Expérience et naïveté : le syncrétisme
de l’élégie romanesque
Contrairement à ce que
pratique Marivaux, la trivialisation crébillonienne, et le
déclassement qu’elle implique, sont implicites. C’est le
référent qui se trivialise, non le signifiant, qui au contraire
fait écran par les jeux de dissémination et de polarisation du
discours. Rares sont les locutions triviales, qu’on ne trouve
qu’au début des Lettres. À la lettre I, elles sont censées
trahir la naïveté et l’inexpérience de l’épistolière :
« Je sais donc, à vue de pays,
comment sont faits les amants, et je meurs de peur que vous n’en
soyez un. » (P. 49.)
Cette marquise qui sait
les choses « à vue de pays » et qui avoue ingénument
qu’elle « meurt de peur » est une bergère rococo, dont
le parler faussement paysan permet d’introduire dans le discours la
candeur savante propre au marivaudage : d’un côté la
simplicité du lexique la désigne comme proie libertine ; de
l’autre, le raffinement de la syntaxe lui fournit l’appareillage
verbal pour se défendre. Le sujet qui marivaude est un type
contradictoire impossible : la marquise est celle qui ne sait
pas et celle qui sait, celle qui ne se défie pas et se défie, celle
qui se livre et celle qui se protège.
On retrouve ici la
contradiction de l’élégie et du roman : l’héroïne de
l’élégie vient après l’événement, quand tout a déjà été
consommé, pour exposer ce qui reste de la dévastation amoureuse,
une situation, un état ; l’héroïne de roman, au contraire,
se présente avant l’événement, le prépare, le construit,
l’accomplit.
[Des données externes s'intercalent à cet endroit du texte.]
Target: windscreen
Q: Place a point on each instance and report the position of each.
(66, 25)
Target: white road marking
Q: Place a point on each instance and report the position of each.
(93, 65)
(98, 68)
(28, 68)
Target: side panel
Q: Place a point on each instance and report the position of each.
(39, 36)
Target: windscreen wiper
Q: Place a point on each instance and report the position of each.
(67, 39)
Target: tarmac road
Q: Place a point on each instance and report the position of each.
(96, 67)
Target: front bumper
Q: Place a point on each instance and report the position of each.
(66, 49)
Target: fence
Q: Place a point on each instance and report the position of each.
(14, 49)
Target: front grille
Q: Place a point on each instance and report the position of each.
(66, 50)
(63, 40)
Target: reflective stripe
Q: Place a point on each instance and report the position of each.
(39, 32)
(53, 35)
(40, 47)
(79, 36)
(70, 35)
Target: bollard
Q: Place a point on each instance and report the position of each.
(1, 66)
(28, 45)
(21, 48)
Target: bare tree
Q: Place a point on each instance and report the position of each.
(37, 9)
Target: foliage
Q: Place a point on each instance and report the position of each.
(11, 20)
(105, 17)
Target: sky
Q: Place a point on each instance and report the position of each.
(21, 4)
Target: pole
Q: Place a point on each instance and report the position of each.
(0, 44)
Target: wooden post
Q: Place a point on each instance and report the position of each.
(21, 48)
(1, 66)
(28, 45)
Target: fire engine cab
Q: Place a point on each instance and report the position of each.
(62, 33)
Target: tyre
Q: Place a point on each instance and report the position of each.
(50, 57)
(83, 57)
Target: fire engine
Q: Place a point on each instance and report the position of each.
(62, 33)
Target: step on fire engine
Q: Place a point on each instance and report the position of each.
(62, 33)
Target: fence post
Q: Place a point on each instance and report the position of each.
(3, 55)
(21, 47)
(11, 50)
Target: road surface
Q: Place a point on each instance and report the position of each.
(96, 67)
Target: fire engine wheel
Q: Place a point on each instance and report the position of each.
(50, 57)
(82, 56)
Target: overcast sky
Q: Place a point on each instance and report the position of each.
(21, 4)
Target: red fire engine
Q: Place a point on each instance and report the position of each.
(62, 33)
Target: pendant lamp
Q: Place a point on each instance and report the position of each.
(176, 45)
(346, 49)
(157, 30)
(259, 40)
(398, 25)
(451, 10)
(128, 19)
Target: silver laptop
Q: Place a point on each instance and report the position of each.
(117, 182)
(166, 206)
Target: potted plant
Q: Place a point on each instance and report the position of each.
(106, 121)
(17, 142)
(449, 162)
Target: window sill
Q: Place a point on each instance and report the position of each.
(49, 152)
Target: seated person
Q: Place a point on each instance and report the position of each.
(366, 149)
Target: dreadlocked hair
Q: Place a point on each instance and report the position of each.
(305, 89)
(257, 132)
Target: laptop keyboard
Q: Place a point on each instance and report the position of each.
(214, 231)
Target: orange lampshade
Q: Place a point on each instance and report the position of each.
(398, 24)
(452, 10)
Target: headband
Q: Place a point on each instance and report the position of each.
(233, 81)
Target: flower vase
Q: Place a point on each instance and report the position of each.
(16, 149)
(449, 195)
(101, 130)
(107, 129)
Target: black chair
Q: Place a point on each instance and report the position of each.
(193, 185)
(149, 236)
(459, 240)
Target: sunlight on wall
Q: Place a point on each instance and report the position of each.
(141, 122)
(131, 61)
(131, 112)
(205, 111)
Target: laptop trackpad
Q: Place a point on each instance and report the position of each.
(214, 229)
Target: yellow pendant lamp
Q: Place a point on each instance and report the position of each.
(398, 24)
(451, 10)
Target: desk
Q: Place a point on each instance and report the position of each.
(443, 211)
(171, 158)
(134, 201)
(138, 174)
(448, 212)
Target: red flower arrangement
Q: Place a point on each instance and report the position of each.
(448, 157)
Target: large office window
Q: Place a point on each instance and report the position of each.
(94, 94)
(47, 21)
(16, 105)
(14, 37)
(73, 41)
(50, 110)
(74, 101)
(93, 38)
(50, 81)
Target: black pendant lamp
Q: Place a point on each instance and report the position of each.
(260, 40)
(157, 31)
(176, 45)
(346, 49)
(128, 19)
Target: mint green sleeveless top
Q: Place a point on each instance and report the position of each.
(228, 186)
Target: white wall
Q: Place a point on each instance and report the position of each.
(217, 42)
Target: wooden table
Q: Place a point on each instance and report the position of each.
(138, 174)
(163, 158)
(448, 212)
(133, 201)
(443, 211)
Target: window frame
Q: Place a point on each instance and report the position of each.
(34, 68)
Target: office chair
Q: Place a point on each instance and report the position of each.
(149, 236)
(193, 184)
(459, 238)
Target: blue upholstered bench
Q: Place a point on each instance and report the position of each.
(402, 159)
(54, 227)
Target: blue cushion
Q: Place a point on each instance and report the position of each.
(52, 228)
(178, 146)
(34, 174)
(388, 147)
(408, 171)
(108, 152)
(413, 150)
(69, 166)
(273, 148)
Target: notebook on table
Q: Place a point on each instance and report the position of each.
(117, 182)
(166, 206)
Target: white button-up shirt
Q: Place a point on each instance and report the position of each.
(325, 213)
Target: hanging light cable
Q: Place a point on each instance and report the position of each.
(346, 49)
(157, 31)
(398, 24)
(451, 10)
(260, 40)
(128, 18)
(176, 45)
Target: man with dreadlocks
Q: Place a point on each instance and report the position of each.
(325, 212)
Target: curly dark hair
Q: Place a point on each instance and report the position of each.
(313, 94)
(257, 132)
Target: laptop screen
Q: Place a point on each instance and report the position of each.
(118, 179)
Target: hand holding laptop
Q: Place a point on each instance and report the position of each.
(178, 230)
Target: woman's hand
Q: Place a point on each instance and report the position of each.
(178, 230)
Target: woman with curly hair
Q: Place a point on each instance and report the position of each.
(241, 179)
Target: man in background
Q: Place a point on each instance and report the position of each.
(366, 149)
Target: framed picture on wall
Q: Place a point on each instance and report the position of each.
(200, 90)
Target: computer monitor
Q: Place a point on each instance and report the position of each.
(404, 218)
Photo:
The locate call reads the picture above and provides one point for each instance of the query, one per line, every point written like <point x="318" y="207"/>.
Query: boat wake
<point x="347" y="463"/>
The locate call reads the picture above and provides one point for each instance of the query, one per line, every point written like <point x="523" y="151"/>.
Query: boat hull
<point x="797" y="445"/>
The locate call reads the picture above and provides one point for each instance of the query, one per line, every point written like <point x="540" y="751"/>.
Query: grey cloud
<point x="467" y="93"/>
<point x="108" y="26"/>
Le marivaudage est la gestion de cette contradiction,
la mise en œuvre syncrétique d’une élégie romanesque :
dans la perspective de l’élégie, la marquise sait déjà tout et
organise, au mieux, la gestion au plus long cours possible du désir
du comte ; dans la perspective du roman, dire qu’on sait à
vue de pays comment sont faits les amants, c’est signifier à
la dernière personne à qui il faudrait l’avouer qu’on ne sait
ni de près ni de loin à quoi ressemble un amant ; c’est
aussi annoncer le programme du roman : à la fin de son
éducation sentimentale, au moment de mourir, la marquise saura
vraiment cela :
« Je suis enfin parvenue à tout ce
qu’une passion malheureuse peut donner de tourments. La crainte de
votre inconstance m’occupait autrefois tout entière ; mais je
ne sais si je n’aimerais pas mieux vous voir inconstant, et vous
voir toujours, que de vous perdre fidèle. » (Lettre LXV,
p. 209.)
Ce que l’expérience
enseigne, c’est que le commerce amoureux ne repose pas
fondamentalement sur l’enjeu moral de l’inconstance et de la
fidélité, mais beaucoup plus concrètement sur l’alternative
physique de la présence et de l’absence. Mais dans les premières
lettres le savoir de la marquise n’est pas encore censé être un
savoir éprouvé, un savoir d’expérience. Le langage de la bergère
signale cette expérience qui manque : la légèreté familière
de l’expression fait symptôme comme discours de ce qui n’est pas
encore noué.
Compter fleurettes : le marchandage galant
Il est encore temps,
ici, de « conter fleurettes » parce que la marquise
découvre le jeu amoureux dans sa nouveauté, sa fraîcheur, sa
surprise :
« vous êtes galant homme, poli,
prévenant, séduisant même, si l’on n’y prenait garde. Vous me
contez fleurettes, cela ne laisse pas de me divertir, attendu que le
peu d’habitude où je suis d’en entendre, empêche qu’elles ne
m’endorment. » (Lettre II, p. 53.)
La marquise reconnaît
d’elle-même « le peu d’habitude où je suis d’en
entendre », son inexpérience face à un discours, à des
événements nouveaux. En même temps, ce discours, ces événements
procèdent d’un savoir qui a toujours été déjà là, qu’elle
caractérise et qu’elle identifie. En le désignant trivialement
comme « conter fleurettes », la marquise tente de le
domestiquer, de se l’approprier. Le présent « vous me contez
fleurettes » est moins historique que gnomique : ce que
vous faites là en ce moment avec moi, je le reconnais, je
l’identifie ; cela s’appelle conter fleurettes.
L’amour se trivialise
en fleurettes ; les fleurettes font mot dans la phrase
crébillonienne, un mot-objet qui s’autonomise : « le
peu d’habitude où je suis d’en entendre » reprend les
fleurettes au moyen du pronom « en » ; « empêche
qu’elles ne m’endorment » donne aux fleurettes le statut de
pronom sujet : « elles », ce sont les fleurettes. Or
autant la locution « conter fleurettes » est courante et
son sens établi et balisé, autant hors de cette locution les
fleurettes deviennent incongrues, comme en témoigne l’article
Fleurettes du Dictionnaire de Trévoux :
FLEURETTE, s. f.Diminutif. Petite fleur. Flosculus. Il ne se dit guère au
propre que dans la Poésie Pastorale. Cueillir les fleurettes
des prés.
☞ Fleurettes, en matière de
galanterie, se dit au figuré, de certains petits ornemens du
langage, des pensées agréables & riantes, des termes doux &
flatteurs qu’un homme emploie avec une femme à qui il veut plaire.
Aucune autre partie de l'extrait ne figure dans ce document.